In defense acquisition, “the times, they are a-changin’.” For decades, Congress and the Pentagon developed an acquisition bureaucracy geared toward eliminating risk at the expense of everything else. Regulations and check-the-box procedures accumulated like barnacles on a ship, suffocating innovation and failing to develop weapons on time or at acceptable cost. Except for a few outliers, the department’s existing major weapons programs have largely stabilized their cost and delivery schedule.

Now, lawmakers and Pentagon officials are focused on transitioning the acquisition system from a peacetime organization centered around risk aversion to a system that operates at “the speed of relevance,” as former Secretary of Defense Jim Mattis put it.

From fiscal 2016-2019, Congress drove this change by passing more than 300 acquisition reform provisions, including a fundamental reorganization of the Pentagon’s acquisition bureaucracy, a bevy of new flexible funding authorities, and greater consideration for commercial best practices across software development and basic business operations.

Unfortunately, the Department of Defense has yet to effectively wield all the new tools Congress gave it.

This week, House Armed Services Committee Ranking member Rep. Mac Thornberry, R-Texas, has fired the first legislative shot to address this failure. On the surface, the bill looks like a list of punishments handed out to the Pentagon for sluggishness in implementing the reforms of the past four years. However, the Pentagon should view Rep. Thornberry’s Continuing Acquisition Reform legislation as an olive branch.

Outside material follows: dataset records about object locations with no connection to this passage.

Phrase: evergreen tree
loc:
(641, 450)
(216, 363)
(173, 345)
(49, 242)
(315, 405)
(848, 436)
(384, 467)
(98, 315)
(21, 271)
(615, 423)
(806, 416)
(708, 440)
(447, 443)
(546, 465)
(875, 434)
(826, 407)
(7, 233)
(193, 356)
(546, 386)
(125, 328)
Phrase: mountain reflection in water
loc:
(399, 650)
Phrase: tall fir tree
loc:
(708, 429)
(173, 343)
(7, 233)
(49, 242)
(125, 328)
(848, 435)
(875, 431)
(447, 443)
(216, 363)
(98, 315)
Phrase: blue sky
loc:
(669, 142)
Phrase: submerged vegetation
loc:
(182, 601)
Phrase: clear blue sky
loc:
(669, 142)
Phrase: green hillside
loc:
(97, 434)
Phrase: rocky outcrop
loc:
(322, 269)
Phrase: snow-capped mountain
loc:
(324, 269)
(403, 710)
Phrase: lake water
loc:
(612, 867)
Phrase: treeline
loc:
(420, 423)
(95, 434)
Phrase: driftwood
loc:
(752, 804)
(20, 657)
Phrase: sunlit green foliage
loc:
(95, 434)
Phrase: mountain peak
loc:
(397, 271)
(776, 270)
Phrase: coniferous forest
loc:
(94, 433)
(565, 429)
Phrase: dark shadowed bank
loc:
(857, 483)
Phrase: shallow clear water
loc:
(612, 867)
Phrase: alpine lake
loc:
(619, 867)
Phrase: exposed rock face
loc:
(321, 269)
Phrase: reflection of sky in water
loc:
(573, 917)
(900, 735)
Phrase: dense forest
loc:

The bill aims to build an acquisition system built on mutual trust, which will develop better weapons at lower cost and in time to make a difference for U.S. war fighters. Rep. Thornberry is telling the Pentagon: “Help me help you! Help me help you!

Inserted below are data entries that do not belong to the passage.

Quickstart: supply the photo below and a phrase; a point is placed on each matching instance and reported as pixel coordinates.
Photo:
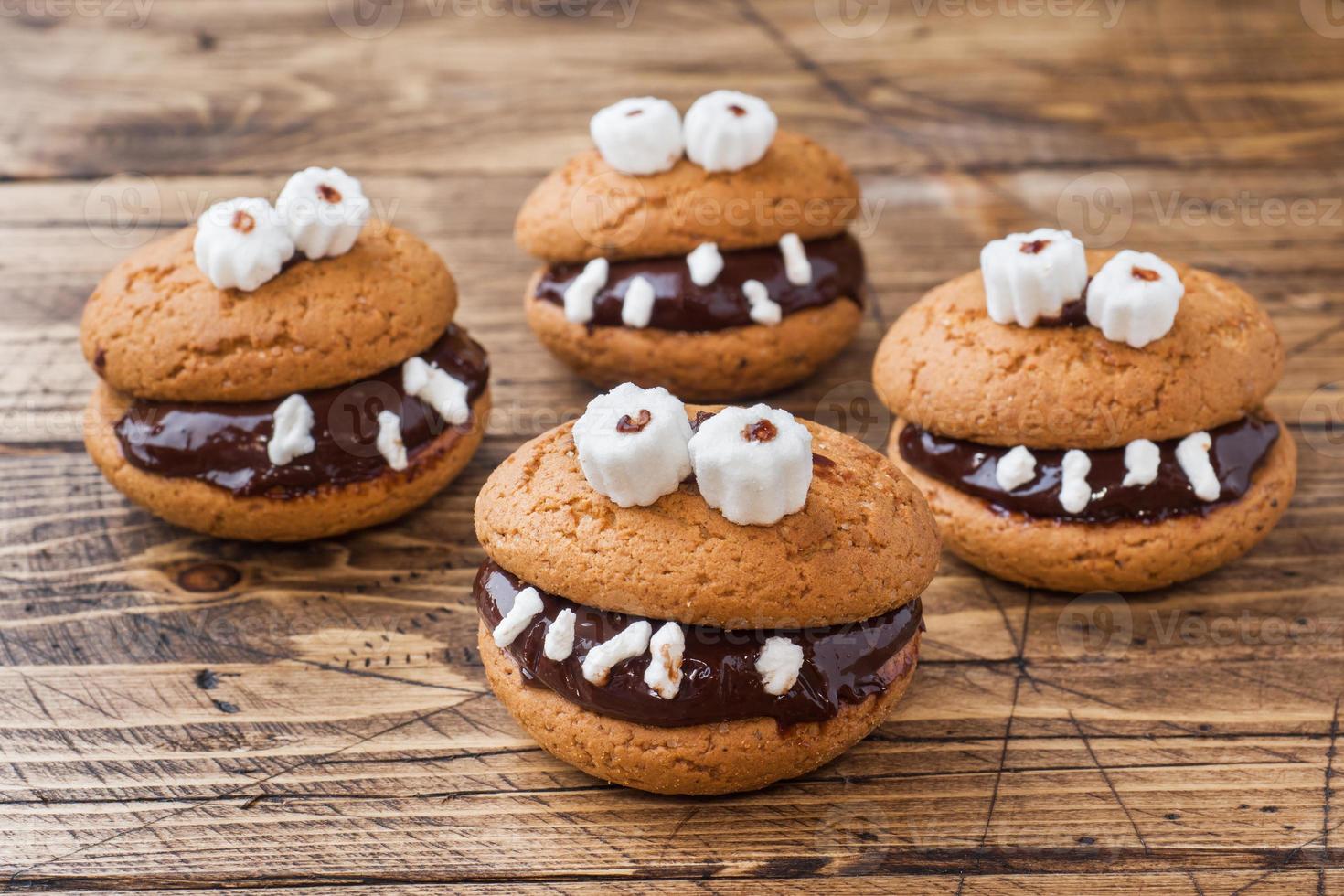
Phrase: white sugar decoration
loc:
(637, 305)
(778, 664)
(560, 637)
(527, 603)
(240, 243)
(389, 441)
(1074, 492)
(706, 263)
(752, 464)
(325, 209)
(632, 443)
(638, 134)
(437, 389)
(797, 269)
(729, 131)
(664, 672)
(1135, 297)
(1015, 468)
(1141, 463)
(1029, 277)
(1192, 455)
(631, 643)
(293, 427)
(761, 306)
(581, 293)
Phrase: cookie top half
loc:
(157, 328)
(863, 543)
(948, 367)
(588, 209)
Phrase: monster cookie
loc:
(1085, 421)
(283, 372)
(707, 255)
(697, 602)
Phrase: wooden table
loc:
(1178, 743)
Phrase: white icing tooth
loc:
(632, 443)
(638, 134)
(437, 389)
(637, 305)
(797, 269)
(1192, 455)
(1074, 492)
(1135, 297)
(240, 243)
(560, 637)
(1015, 468)
(1032, 275)
(629, 644)
(325, 209)
(706, 263)
(527, 603)
(729, 131)
(582, 292)
(778, 664)
(752, 464)
(293, 427)
(1141, 461)
(666, 649)
(390, 440)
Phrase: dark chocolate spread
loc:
(680, 305)
(225, 443)
(1237, 452)
(843, 666)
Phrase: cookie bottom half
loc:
(699, 366)
(1115, 557)
(715, 758)
(329, 511)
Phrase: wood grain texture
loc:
(1181, 741)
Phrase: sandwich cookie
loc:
(699, 601)
(707, 255)
(283, 372)
(1089, 421)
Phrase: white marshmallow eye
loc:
(752, 464)
(240, 243)
(1029, 277)
(638, 136)
(1135, 297)
(632, 443)
(325, 209)
(729, 131)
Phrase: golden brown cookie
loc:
(948, 367)
(863, 544)
(699, 366)
(332, 509)
(695, 759)
(1117, 557)
(156, 328)
(586, 209)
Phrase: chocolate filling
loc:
(841, 666)
(680, 305)
(225, 443)
(1237, 452)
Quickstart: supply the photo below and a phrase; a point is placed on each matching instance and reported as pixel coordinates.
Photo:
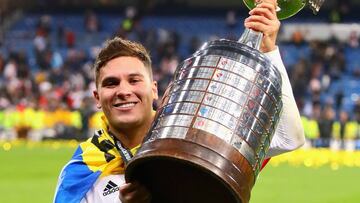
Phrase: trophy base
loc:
(192, 170)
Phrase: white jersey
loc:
(105, 189)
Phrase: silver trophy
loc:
(214, 126)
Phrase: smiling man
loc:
(125, 91)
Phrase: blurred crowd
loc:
(52, 98)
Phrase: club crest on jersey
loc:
(110, 188)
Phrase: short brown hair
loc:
(117, 47)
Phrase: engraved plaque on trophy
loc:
(214, 126)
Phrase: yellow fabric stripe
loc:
(94, 158)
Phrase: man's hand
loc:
(134, 193)
(263, 19)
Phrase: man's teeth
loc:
(125, 105)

Many of the structural flaws in the acquisition system trace back to mistrust between Congress and the Pentagon. The department fails to provide Congress with sufficient information, and Congress responds with micromanagement and one-size-fits-all regulations, which in turn drives cost increases and delays that prompt Congress to engage in even more micromanagement. It’s a vicious cycle, and Thornberry’s bill is an attempt to break that cycle.

Rather than saddling the acquisition system with new regulations, reporting requirements and complexity, Thornberry’s bill simply pushes the Pentagon to use the tools it already possesses. It asks the Department of Defense to follow through on its end of the bargain. In exchange for congressional support of increased acquisition flexibility and commercial best practices across Pentagon processes, lawmakers need more frequent communication for the department, with more relevant and honest information.

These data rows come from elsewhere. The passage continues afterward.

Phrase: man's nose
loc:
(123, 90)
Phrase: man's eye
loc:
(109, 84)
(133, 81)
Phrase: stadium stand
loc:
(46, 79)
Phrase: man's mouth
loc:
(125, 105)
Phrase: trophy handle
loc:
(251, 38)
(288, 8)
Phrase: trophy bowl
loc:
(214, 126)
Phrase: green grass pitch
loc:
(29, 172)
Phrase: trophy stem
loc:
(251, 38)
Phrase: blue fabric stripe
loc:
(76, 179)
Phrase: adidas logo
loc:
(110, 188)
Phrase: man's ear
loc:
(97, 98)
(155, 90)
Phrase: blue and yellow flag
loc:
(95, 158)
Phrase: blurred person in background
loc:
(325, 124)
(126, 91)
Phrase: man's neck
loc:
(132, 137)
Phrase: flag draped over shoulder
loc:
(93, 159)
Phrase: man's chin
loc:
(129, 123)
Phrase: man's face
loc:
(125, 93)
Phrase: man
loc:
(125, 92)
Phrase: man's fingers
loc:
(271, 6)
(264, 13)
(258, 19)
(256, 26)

In response to the snail’s pace of implementation by the bureaucracy, Rep. Thornberry’s bill provides Pentagon leadership with a significant array of sticks to incentivize change. Until the Pentagon provides more information to Congress, the legislation restricts all funding for the various offices responsible for implementing five flagship reforms: rapid acquisition pathways (Section 804 authority), modular open systems architecture usage, intellectual property policies, defense business systems and back-office support efficiencies.

The Pentagon has moved slowly, in part because the bureaucracy remains fundamentally risk-averse; it is difficult to change a culture that has been reinforced for so many years. For instance, Army acquisition executive Bruce Jette quipped that his intellectual property policy felt like it had been “reviewed 10,000 times.” The department’s inability to quickly modernize its business IT systems remains at the heart of its audit woes, and its proclaimed internal “savings” remain magical numbers without documentation or validation, despite congressional interest in trimming back-office personnel.

Most significantly, the Pentagon has yet to finish writing policy guidance regarding the rapid acquisition pathway for new weapons development, which effectively sidestepping the onerous regulations of the traditional acquisition system. Congress created this new pathway in the FY16 defense policy bill (Section 804), but the Department of Defense only began to work on the new guidance in late 2018, with actual writing starting in February 2019.

Lack of policy guidance creates uncertainty in the acquisition workforce, which so far has been reluctant to use this tool. The Air Force wields Section 804 most aggressively, accounting for 24 of the 35 programs under the authority. Yet, its lack of communication to Congress about its Section 804 weapons programs threatens to engender a backlash from lawmakers that will neutralize the tool’s future utility. Although not explicitly addressed in the Continuing Acquisition Reform bill, the Pentagon acquisition teams should worry that a similar backlash could plague expanded usage of the other transaction authority, a highly flexible contracting tool, if insufficient reporting continues.

The Continuing Acquisition Reform bill provides a credible signal from Congress that senior defense leadership should move aggressively in using existing authority to change how the department does business. It’s a small step toward an acquisition system built on mutual understanding and trust that can actually support the need to move fast and fail often.